Dan WeinerCorrespondent IJune 1, 2009

ORLANDO, FL - MAY 30: Dwight Howard #12 of the Orlando Magic looks on from the court against the Cleveland Cavaliers in Game Six of the Eastern Conference Finals during the 2009 Playoffs at Amway Arena on May 30, 2009 in Orlando, Florida. NOTE TO USER: User expressly acknowledges and agrees that, by downloading and or using this photograph, User is consenting to the terms and conditions of the Getty Images License Agreement  (Photo by Elsa/Getty Images)

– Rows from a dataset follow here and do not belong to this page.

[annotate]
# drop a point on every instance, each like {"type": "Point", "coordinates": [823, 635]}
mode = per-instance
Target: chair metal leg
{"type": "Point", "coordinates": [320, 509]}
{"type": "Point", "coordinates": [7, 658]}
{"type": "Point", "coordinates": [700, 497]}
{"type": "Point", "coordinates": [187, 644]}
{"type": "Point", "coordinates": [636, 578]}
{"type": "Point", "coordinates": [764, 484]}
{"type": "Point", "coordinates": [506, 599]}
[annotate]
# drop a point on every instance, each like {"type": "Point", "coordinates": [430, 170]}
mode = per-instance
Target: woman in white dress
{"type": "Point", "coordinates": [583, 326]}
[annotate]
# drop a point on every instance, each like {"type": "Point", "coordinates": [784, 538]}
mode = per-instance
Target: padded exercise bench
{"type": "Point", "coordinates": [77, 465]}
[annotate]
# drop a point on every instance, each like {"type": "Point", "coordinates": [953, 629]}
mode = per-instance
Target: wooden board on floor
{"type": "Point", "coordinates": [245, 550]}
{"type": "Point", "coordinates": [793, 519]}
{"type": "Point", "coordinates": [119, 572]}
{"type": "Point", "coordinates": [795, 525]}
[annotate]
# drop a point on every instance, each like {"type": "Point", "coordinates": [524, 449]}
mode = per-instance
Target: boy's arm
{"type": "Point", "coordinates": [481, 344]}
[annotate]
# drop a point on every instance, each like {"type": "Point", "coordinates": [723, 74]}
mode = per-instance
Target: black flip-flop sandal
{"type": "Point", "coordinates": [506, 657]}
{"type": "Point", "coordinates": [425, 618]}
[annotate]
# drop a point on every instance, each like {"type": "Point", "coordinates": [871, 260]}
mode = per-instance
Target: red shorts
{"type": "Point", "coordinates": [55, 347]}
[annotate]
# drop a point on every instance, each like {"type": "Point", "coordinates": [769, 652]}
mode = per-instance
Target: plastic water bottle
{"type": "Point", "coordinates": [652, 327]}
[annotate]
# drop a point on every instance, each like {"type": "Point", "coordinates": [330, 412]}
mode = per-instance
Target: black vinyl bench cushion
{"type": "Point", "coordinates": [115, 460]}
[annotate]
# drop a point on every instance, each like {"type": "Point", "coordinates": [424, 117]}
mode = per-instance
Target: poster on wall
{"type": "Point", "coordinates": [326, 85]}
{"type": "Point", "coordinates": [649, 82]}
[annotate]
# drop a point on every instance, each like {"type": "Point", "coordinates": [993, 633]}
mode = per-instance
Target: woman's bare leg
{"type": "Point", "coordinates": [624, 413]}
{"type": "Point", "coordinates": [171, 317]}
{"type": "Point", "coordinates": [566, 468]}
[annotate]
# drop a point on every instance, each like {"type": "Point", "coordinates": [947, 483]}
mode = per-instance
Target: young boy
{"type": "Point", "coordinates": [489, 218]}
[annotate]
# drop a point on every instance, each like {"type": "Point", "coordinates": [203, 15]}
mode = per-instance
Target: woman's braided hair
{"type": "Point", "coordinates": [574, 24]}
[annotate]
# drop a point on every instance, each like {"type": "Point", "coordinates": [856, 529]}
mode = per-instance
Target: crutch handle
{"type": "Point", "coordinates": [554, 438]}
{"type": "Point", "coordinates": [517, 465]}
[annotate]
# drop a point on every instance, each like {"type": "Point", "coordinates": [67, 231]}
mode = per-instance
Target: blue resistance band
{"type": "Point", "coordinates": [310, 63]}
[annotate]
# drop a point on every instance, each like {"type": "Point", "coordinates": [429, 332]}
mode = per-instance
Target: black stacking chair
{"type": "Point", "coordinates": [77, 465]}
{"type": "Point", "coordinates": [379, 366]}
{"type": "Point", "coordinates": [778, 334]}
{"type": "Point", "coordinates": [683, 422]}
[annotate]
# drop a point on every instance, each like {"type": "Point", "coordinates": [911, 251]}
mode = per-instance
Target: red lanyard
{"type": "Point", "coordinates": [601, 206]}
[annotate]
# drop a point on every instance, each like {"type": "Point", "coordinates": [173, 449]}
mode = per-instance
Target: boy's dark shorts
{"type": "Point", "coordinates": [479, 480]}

If you're considering putting some money down on the NBA Finals and aren't sure who to put your money on, Dwight Howard has some inside information for you. 

Take the Magic.  Why?

"God," Howard told ESPN. 

Howard was given the chance to recant his..."interesting" take, but he wasn't budging.

"That's the reason," Howard continued, "I'm telling you."

Howard attended Atlanta's Southwest Christian Academy, so I understand and respect his faith and I believe he is steadfast in his belief in the Lord.  However, with all due respect, I hope he's wrong.

Not because I'm a Laker fan or a cynical atheist. I sincerely hope that God has better things to do than pick sides in a basketball game.

There are over 100,000 homeless people in the United States.  12 and a half percent of Americans are living in poverty, 13.3 million of those people are children under the age of 18.  That's nothing compared to problems encountered around the world.

According to UNICEF 25,000 children die every day due to poverty.  A good number of those deaths happen in places hardly ever scrutinized by the civilized world.  72 million school age children were not enrolled in schools as of 2005.

That doesn't even begin to factor in the affects of disease, wars, and other blights—natural or manmade. 

I would hope the good Lord above, however you define him, would be spending his time helping to enlighten us to the problems of the world and helping to eradicate the many real problems facing humanity.

We often lose sight of what is important when it comes to sports.  At the end of the day, basketball is still just a game where the objective is to put a round orange ball in a cylinder more times than the guys in the other colored jerseys. 

It's arrogant to assume that God loves you more than he loves anyone else.  It's also arrogant to assume your god is better than anyone else's.  Dwight Howard is human.  Humans are flawed creatures.  God is not.

Fortunately, I have faith that God has his priorities in the right place—and something tells me his priorities won't have him anywhere near the Staples Center come Thursday night.